Centrosomes in Development and Disease

Edited by:
  • Erich Nigg
Wiley-VCH • 2004 USD 245/GBP 105

The centrosome is a small, non-membrane-bound organelle endowed with the remarkable capacity to nucleate and organize microtubules. It consists of a pair of centrioles — structures analogous to the basal bodies of cilia and flagella — surrounded by pericentriolar material from which microtubules are nucleated and anchored. Although scientists have long appreciated the importance of the centrosome in organizing the cytoplasm and mitotic spindle, molecular descriptions of its replication and function have remained elusive. In recent years, however, the development of powerful genetic model systems and new technologies coupled with the availability of genomic sequence data have fuelled a resurgence in centrosome research. As a result, new roles for the centrosome have come to light while old roles have been called into question. At the same time, the centrosome has emerged as an important element of human genetic and infectious diseases.

Clearly, this is a pivotal moment in the long history of this field and the new book Centrosomes in Development and Disease, edited by Erich Nigg, provides a comprehensive view of our current state of knowledge. The book begins with a historical perspective, revisiting the pioneering work of Van Beneden, who first described the centrosome in 1876, and Boveri who later named the organelle.
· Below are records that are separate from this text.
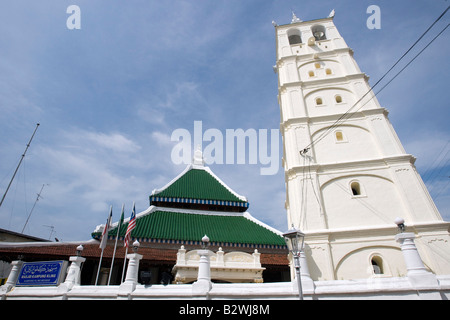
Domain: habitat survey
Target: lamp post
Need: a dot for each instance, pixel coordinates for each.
(295, 240)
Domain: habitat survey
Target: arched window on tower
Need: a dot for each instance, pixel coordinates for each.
(377, 265)
(355, 187)
(294, 36)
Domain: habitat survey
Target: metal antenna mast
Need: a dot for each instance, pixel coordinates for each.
(20, 162)
(37, 199)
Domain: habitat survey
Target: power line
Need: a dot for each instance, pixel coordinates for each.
(342, 117)
(17, 168)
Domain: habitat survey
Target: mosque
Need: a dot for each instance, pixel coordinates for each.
(371, 229)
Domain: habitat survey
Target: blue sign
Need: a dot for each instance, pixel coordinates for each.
(43, 273)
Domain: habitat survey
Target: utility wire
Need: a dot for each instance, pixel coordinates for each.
(336, 123)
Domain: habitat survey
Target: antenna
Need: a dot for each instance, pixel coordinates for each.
(51, 232)
(20, 162)
(37, 199)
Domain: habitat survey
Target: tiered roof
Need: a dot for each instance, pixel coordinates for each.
(196, 203)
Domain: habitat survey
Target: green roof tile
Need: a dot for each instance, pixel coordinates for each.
(198, 184)
(193, 226)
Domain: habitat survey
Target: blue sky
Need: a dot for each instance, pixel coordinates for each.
(109, 96)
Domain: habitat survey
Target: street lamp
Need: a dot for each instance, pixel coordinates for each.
(136, 246)
(295, 240)
(400, 222)
(205, 242)
(80, 249)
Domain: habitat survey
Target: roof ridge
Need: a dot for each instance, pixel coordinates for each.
(206, 169)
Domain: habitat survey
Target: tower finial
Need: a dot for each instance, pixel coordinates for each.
(198, 157)
(295, 18)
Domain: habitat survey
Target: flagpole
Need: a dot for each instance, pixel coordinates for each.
(104, 242)
(124, 264)
(131, 225)
(99, 265)
(115, 245)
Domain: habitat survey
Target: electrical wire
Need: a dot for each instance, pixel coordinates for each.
(342, 117)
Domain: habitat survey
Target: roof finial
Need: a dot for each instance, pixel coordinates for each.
(294, 18)
(198, 157)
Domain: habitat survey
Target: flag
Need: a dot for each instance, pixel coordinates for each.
(131, 226)
(119, 226)
(105, 231)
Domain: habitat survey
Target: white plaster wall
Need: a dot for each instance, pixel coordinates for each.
(378, 204)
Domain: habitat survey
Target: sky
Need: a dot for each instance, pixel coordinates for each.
(108, 97)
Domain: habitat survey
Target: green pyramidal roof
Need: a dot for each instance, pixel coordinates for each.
(198, 185)
(185, 225)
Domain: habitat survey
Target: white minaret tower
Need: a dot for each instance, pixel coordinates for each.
(347, 175)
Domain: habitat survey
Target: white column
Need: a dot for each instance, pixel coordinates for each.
(131, 277)
(203, 284)
(13, 275)
(74, 272)
(417, 274)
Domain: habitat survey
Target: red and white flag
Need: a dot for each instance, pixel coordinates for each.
(105, 231)
(131, 226)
Many of the chapters pay homage to these early cytologists whose keen insights still influence the field today.

The most striking property of the centrosome is its ability to organize the linear polymers of α- and β-tubulin that constitute microtubules. Microtubule nucleation at the centrosome is directed by γ-tubulin, which acts as part of a large protein assembly, the γ-tubulin ring complex or γTuRC. Precisely how the γTuRC accomplishes this task is not known, but Chapter 3 on microtubule nucleation contains an excellent discussion of this subject and a compelling model drawn from kinetic and structural data.

At mitosis, centrosomes organize the poles of the spindle. To ensure a bipolar structure, the centrosome must be duplicated precisely once before mitosis. Although this process has long captivated scientists, it is still largely mysterious. Chapter 9 on centrosome duplication provides an excellent discussion of this subject, describing the individual steps, the factors known to regulate these steps, and evidence for centrosome intrinsic and extrinsic controls of duplication.

Recent insights into the mechanism of centrosome duplication and function have been fuelled by work in a variety of model genetic systems. Centrosome morphology varies widely across species, but as argued in Chapter 6 — an intriguing discussion of their evolution — all centrosomes seem to be derived from the same ancestral organelle, the flagella basal body/axoneme. This theory is supported by the strong correlation between the presence of motile flagella/cilia within a species and the conservation of centriole structure. Thus, work in these simple but genetically pliable organisms has produced important results that are universally relevant. Budding yeast contain one such centrosome analogue, the spindle pole body. This organelle, which lacks centrioles, has been extensively analysed by genetic and proteomic means. Likewise, Caenorhabditis elegans, Drosophila melanogaster and Chlamydomonas reinhardtii have all proved to be potent model systems for addressing questions relating to centrosome biology. There are chapters on each of these important model organisms, and the book makes it clear that each of these systems has unique advantages that make them complimentary systems rather than redundant.

One of the most exciting revelations to recently emerge is that the centrosome seems to function in many important cellular processes independent of its microtubule-organizing function. These processes, which include cytokinesis and several major cell-cycle transitions, might utilize the centrosome as a rendezvous point for critical regulatory factors. In addition, the centrosome appears to have a role in the cellular response to heat shock and DNA damage. All these issues are exceptionally well covered in this volume, as are the technologies — such as mass spectrometry and laser microsurgery — that have been used to define these new functions. In fact, as discussed in Chapter 10, laser microsurgery has also been used to demonstrate that centrosomes are not absolutely required for bipolar spindle assembly, one of its oldest attributed roles.

Although its absolute value to the cell is still uncertain, the centrosome is now known to have a role in a variety of human diseases ranging from infertility to cancer. Many tumours have been found to show structural and/or numerical centrosome aberrations, lending credence to Boveri's early hypothesis that such defects could drive oncogenesis. There are several outstanding chapters on this subject, which explore a question of central importance: are centrosome anomalies a cause or consequence of cancer? In addition, several chapters detail the interactions between intracellular pathogens and the centrosome. Study of these pathogens, which include viruses that interfere with centrosome structure and copy number control, has led to insights into both the mechanisms of viral pathogenesis as well as centrosome replication and function.

Centrosomes in Development and Disease thoroughly covers a rapidly expanding field. Perhaps the only obvious omission is a treatment of the growing list of human diseases linked to cilia and basal body dysfunction such as Kartagener and Bardet–Biedl syndromes. Nonetheless, the book is well written and provides clear, concise and informative reviews of key topics. Both experts and novices alike will find this book to be an indispensable source of information on an organelle that is becoming less mysterious but more fascinating.